CRISPR Protocol: Inhibition of mTOR by means of CRISPR / Cas9 as an alternative to regulate the proliferation of cancer cells.

Background:

Proliferation is an important part of cancer development and progression. This is manifested by the expression and / or altered activity of proteins related to the cell cycle. The constitutive activation of many signal transduction pathways also stimulates cell growth. Once tumors appear, growth and metastasis can be supported by the overproduction of appropriate hormones (in hormone-dependent cancers), by promoting angiogenesis, by the transition from epithelium to mesenchymal, by triggering autophagy and by take the signals of the surrounding stromal cells. Cancer therapy, which involves cytotoxic drugs, destroys cells that have a high basal level of proliferation and regeneration. While this type of therapy targets tumor cells, it affects non-tumor cells that proliferate rapidly. The objective of this study is to program through CRISPR-Cas9 a sequence to genetically inhibit the proliferation pathway of the rapamycin Diana protein in mammalian cells (mTOR) to alter and block the proliferation of tumor cells by coupling it to the target cells by electroporation medium.
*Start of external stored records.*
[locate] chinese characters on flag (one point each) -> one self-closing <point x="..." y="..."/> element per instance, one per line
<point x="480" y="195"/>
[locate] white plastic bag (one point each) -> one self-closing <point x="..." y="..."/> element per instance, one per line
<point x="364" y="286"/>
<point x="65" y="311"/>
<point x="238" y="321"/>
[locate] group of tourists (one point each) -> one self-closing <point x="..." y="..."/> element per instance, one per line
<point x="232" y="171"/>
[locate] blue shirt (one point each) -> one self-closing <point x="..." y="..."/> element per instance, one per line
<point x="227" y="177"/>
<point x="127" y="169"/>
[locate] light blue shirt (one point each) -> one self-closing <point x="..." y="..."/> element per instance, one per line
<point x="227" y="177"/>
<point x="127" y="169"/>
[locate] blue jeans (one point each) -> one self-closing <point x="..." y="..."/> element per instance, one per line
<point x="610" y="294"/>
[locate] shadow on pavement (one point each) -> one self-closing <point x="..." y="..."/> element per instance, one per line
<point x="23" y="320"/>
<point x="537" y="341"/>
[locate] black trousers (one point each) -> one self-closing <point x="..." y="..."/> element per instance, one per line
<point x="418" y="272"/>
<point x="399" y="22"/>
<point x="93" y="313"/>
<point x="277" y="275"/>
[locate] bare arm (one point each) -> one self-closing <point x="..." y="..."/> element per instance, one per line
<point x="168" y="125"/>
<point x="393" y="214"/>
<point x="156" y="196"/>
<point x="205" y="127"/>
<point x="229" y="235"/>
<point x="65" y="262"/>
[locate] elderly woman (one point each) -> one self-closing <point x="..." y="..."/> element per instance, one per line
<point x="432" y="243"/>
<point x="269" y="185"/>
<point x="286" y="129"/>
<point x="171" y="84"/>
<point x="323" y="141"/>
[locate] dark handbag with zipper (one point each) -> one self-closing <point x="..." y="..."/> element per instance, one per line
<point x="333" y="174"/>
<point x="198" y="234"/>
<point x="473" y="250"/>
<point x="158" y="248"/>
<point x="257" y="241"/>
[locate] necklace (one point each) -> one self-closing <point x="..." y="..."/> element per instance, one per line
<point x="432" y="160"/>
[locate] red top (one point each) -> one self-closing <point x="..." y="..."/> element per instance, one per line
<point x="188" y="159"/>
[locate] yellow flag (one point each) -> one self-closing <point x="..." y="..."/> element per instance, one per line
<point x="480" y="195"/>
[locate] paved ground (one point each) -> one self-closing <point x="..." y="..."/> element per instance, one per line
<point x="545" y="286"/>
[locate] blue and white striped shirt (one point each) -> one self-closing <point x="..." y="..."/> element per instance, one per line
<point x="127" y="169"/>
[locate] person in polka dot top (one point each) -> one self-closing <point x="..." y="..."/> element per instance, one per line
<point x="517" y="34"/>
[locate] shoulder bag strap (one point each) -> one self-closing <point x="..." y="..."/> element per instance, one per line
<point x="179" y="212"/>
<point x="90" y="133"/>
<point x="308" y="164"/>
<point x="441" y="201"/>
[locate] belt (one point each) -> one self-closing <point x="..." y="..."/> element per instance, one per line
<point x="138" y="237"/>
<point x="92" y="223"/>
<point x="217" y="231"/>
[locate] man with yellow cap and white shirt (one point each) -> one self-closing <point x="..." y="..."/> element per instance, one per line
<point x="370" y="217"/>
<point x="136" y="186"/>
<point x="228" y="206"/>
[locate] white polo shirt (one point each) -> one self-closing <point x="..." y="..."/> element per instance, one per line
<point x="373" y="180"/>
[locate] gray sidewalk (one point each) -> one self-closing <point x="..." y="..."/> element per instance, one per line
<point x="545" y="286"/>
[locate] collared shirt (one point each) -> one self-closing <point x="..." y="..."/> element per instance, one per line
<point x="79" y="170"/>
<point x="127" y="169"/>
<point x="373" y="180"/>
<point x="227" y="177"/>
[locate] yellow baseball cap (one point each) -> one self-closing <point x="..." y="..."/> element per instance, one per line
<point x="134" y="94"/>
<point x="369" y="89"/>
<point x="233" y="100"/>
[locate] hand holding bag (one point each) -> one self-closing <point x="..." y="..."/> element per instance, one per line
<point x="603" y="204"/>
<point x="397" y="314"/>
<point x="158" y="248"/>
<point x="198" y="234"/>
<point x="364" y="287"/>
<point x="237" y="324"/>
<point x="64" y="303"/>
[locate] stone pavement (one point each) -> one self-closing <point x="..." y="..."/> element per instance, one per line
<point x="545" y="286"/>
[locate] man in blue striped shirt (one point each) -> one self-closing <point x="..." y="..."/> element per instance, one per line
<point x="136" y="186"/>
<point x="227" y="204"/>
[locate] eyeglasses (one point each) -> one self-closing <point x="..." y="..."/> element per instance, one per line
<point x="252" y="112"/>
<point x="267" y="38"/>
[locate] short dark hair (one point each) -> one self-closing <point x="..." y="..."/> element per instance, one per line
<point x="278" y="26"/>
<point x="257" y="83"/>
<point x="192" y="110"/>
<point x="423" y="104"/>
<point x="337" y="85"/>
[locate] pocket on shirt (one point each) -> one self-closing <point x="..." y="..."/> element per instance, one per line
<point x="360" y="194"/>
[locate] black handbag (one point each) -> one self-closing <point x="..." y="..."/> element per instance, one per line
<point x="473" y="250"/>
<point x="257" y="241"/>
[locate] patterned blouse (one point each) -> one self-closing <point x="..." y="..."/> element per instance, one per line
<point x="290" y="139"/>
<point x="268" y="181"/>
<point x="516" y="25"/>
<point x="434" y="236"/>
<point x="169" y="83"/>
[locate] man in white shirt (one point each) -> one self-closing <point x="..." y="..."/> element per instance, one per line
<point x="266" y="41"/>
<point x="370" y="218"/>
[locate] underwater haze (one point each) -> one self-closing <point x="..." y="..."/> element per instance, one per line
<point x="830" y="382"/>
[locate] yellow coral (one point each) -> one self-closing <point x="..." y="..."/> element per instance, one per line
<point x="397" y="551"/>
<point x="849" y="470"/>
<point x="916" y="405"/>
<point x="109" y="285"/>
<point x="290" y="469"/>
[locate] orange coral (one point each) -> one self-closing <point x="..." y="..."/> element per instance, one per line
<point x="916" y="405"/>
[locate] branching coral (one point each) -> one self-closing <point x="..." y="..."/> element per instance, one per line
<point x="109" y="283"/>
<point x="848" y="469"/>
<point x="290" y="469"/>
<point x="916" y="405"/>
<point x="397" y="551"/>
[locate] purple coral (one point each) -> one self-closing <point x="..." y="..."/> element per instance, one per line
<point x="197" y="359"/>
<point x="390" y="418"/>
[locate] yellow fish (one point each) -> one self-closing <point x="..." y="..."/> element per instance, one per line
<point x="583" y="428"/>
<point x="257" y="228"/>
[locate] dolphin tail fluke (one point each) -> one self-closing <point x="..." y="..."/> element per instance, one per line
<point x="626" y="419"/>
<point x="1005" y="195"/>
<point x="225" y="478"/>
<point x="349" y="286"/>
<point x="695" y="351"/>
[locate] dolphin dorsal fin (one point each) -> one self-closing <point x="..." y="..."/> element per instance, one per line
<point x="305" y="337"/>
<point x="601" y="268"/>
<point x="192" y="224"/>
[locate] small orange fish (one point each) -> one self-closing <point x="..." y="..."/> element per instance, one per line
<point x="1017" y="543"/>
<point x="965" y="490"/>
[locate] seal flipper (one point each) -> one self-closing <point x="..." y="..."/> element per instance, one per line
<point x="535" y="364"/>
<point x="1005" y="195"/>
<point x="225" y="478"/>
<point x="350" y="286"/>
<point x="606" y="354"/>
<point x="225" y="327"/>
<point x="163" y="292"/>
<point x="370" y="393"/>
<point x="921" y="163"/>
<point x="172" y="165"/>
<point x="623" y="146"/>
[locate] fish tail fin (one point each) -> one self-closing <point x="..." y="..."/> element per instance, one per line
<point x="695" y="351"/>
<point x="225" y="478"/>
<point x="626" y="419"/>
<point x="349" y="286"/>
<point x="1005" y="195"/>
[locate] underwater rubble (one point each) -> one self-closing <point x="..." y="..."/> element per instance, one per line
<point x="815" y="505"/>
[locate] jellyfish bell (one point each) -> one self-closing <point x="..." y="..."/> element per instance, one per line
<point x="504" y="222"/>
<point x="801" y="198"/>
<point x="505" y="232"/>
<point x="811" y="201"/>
The mTOR protein is involved in the control of the initiation of RNA transcription, organization of the actin cell cytoskeleton, membrane traffic, ribosome formation and growth regulation, cell proliferation.

The two proteins that interact with mTOR, raptor and rictor, define the different arms of the mTOR path. The raptor-mTOR pathway regulates cell growth (accumulation of cell mass) through S6K1 and 4E-BP1. It responds to nutrients and growth factors, partly due to regulators such as TSC1 / TSC2 and rheb. The rictor-mTOR complex regulates Akt / PKB, PKCα, Rho / rac, to control cell survival, proliferation, metabolism and cytoskeleton. The binding of growth factors to receptors on the active PI3K cell surface, to generate PIP3, which recruits the PKD1 and Akt / PKB kinase to the membrane. Akt / PKB is activated by phosphorylation in two different places. The rictor-mTOR complex phosphorylates Akt / PKB in serine 473, in a hydrophobic motif, which facilitates phosphorylation by PKD1 in the Akt / PKB activation loop in threonine 308.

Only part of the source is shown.